Summer stared into my eyes, gripping my chin in her hand. "Maybe you should focus on making yourself happy. If you believe Emmett is your way to do that, you have to tell him how you feel. You can't keep holding all this in. He won't know how much this is hurting you, if he doesn't know that you like him."

My breath shuddered again. My voice came out so low and hoarse when I said, "I'm afraid."

"Love is an immense thing. It can be scary." Summer leaned in to press her forehead against mine. "But I think it's worth the risk."

"Thank you."

"What good is having an ex-girlfriend if she can't hook you up with a hot guy?"

I laughed through my tears.

She pulled back with narrowed eyes. "He is hot, right?"

"So very."

Summer moved to the other side of the bed to sit beside me. We spent the next few hours talking about Emmett in so much detail that I worried she would get bored.
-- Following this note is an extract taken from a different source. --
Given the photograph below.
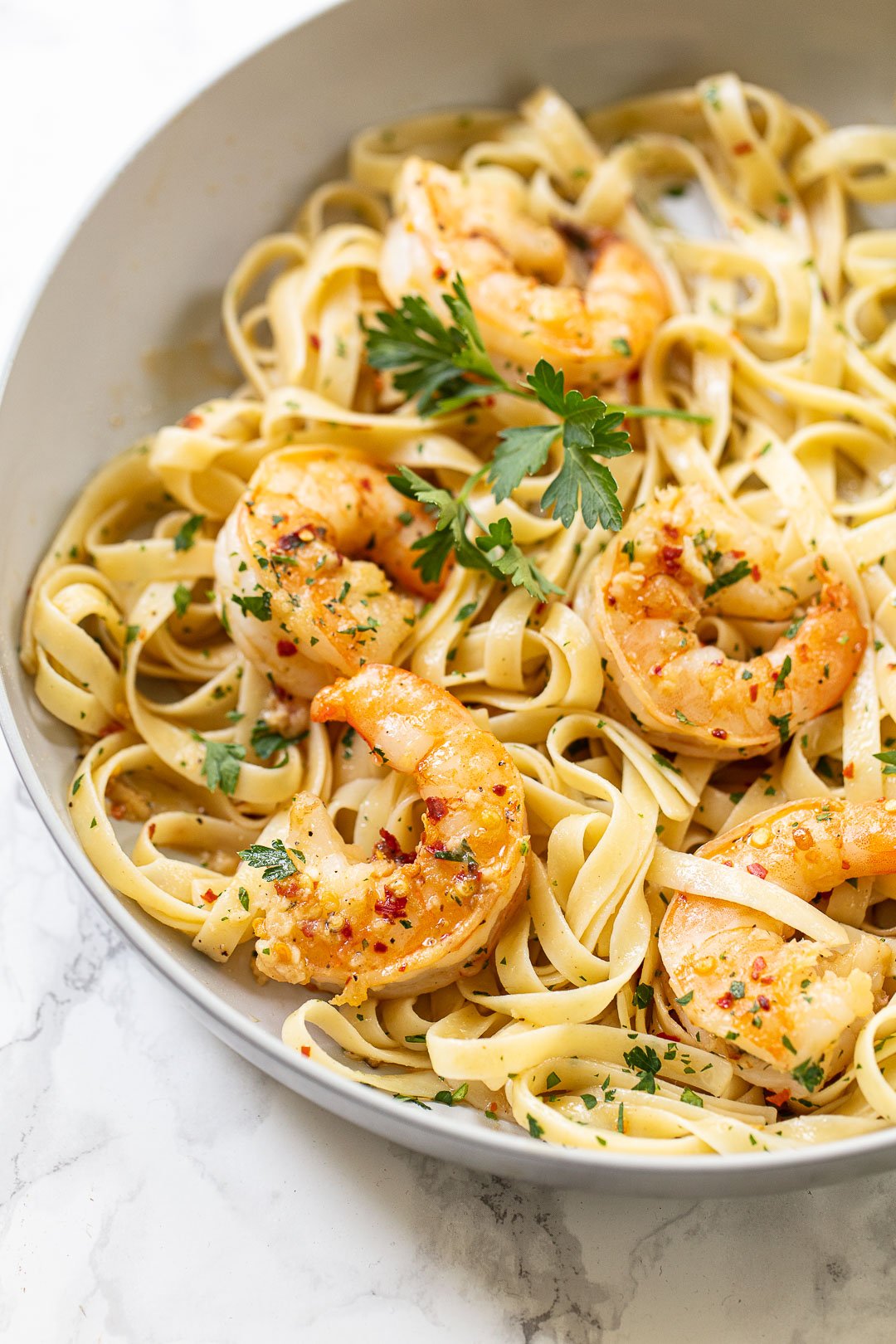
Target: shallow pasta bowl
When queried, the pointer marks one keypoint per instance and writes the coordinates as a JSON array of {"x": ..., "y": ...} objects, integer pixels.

But it was so nice finally saying it out loud. My family were the only people I ever spoke to about Emmett. They knew he was important to me, but they didn't know the full capacity of my feelings for him.

After a while, I let Summer slip in a few stories about Shawn Turner. She really seemed happy with him. If this whole Emmett thing turned out horribly wrong, at least Summer came out the other end in a better place. Because even if Emmett wasn't a factor, I wasn't right for her. I could never return her affection the way she deserved.